Ferit menghentikan laju mobil sementara Adrine masih tertidur pulas, wajahnya menghadap Ferit dan malam itu angin berhembus kencang. Melihat Adrine sedikit meringkuk bagai udang, kemudian Ferit melepas jaket yang ia kenakan dan menyelimuti tubuh Adrine menggunakan jaketnya. Adrine tidak menyadarinya, dia masih terlelap dengan mimpinya. Ferit memandang Adrine tiada habis. Seolah ia tidak ingin meninggalkan waktu bersama dengan Adrine, karena dirinya sehari lagi akan kembali pulang ke Jakarta.

"Adrine... aku tidak tau mengapa aku begitu menyukaimu. Aku berharap kamu gadis aneh yang pernah ku lihat 13 tahun silam di Taman air." ucap Ferit sangat lirih sembari mengusap rambut hitam kecoklatan lebih cenderung terlihat coklat itu. Jari jemari Ferit kemudian turun membelai wajah Adrine sangat pelan dan lembut namun ia tidak berani lama-lama menyentuh wajahnya yang halus dengan hidung mancungnya. Kemudian Ferit menarik tangannya kembali karna dia berfikir akan mengganggu tidur Adrine.

"Apakah aku jatuh cinta denganmu Adrine? dan apakah kita akan saling bertemu kembali?" tiba-tiba Ferit memiliki perasaan gelisah. Bahkan berjuta rasa ingin tahu banyak hal tentang Adrine membuat dirinya terus berusaha dekat dengan Adrine. Namun sayang keberadaan Ferit hanya tinggal hitungan jam.

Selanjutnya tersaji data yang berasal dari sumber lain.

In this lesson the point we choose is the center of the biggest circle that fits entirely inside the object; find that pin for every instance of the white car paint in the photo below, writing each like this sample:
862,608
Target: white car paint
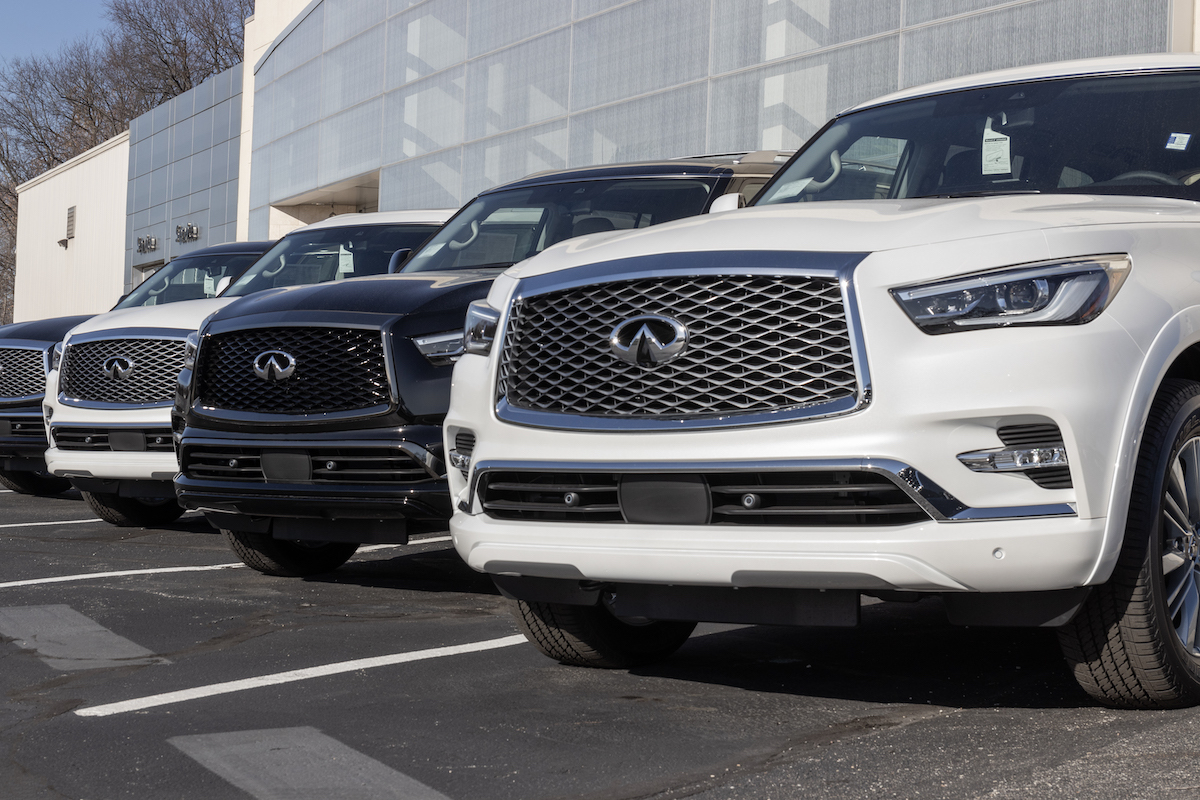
173,320
931,396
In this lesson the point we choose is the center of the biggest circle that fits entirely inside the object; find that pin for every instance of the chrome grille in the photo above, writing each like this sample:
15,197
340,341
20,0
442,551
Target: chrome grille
370,465
337,370
756,343
156,367
22,373
803,499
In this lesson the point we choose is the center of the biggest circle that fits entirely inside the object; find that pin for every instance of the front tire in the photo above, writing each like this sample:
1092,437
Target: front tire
288,559
132,512
41,483
589,636
1137,641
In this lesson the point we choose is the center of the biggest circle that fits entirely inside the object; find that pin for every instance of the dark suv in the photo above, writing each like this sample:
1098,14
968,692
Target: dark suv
28,349
309,419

Ferit menyandarkan tubuhnya, tak lupa ia memasang alarm di ponselnya alih-alih ingin melihat sun rise di ufuk timur pantai. Ferit terus memandang Adrine, wajah mereka saling berhadapan. Lama kelamaan Ferit tertidur dan bermimpi.

Pukul 04:30 Wib

Suara alarm ponsel Ferit berbunyi. Adrine terbangun, dia mengusap kedua matanya menggunakan jari jemarinya. Dia terkejut tubuhnya berselimut jaket dan melihat Ferit masih tertidur di hadapannya. Adrine memandang lelaki sebayanya itu. Lelaki yang baru dikenalnya.

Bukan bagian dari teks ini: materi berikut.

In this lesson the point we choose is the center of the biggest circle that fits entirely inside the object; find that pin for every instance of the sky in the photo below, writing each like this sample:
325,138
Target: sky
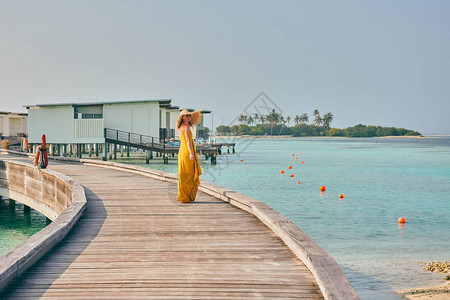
374,62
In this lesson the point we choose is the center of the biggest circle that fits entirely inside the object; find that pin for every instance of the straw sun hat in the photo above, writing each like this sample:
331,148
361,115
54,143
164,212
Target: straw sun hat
195,117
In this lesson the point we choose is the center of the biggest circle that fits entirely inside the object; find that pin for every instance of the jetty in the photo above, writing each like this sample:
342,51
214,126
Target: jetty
133,240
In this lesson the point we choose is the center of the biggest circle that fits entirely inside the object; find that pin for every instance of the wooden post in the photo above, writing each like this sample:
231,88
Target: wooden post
147,156
105,152
128,146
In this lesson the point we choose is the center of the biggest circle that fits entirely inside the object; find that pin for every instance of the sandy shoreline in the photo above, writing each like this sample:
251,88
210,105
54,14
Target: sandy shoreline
440,292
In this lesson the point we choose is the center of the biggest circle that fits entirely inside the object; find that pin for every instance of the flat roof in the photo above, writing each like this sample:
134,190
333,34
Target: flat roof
161,101
12,113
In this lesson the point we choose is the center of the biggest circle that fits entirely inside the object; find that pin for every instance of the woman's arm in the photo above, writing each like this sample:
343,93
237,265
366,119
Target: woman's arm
188,142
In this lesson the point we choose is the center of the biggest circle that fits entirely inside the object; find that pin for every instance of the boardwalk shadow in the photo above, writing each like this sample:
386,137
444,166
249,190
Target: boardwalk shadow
50,267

Ketika Adrine memandang Ferit, cepat dia tersadar bahwa dirinya sudah tidak lagi berada di kota melainkan di tempat parkir yang entah tidak tau di mana.

"Di mana ini?" kedua mata Adrine mencari-cari sesuatu di luar mobil sejenis manusia ataupun apalah yang berada di luar mobil. Adrine sedikit takut karna suasana sangat sepi. Hanya terdengar gemuruh pepohonan tertiup angin kencang. Sekilas terdengar pula deburan air sangat lirih. Adrine menebak di pikirannya bahwa dirinya di sebuah sungai atau sejenisnya.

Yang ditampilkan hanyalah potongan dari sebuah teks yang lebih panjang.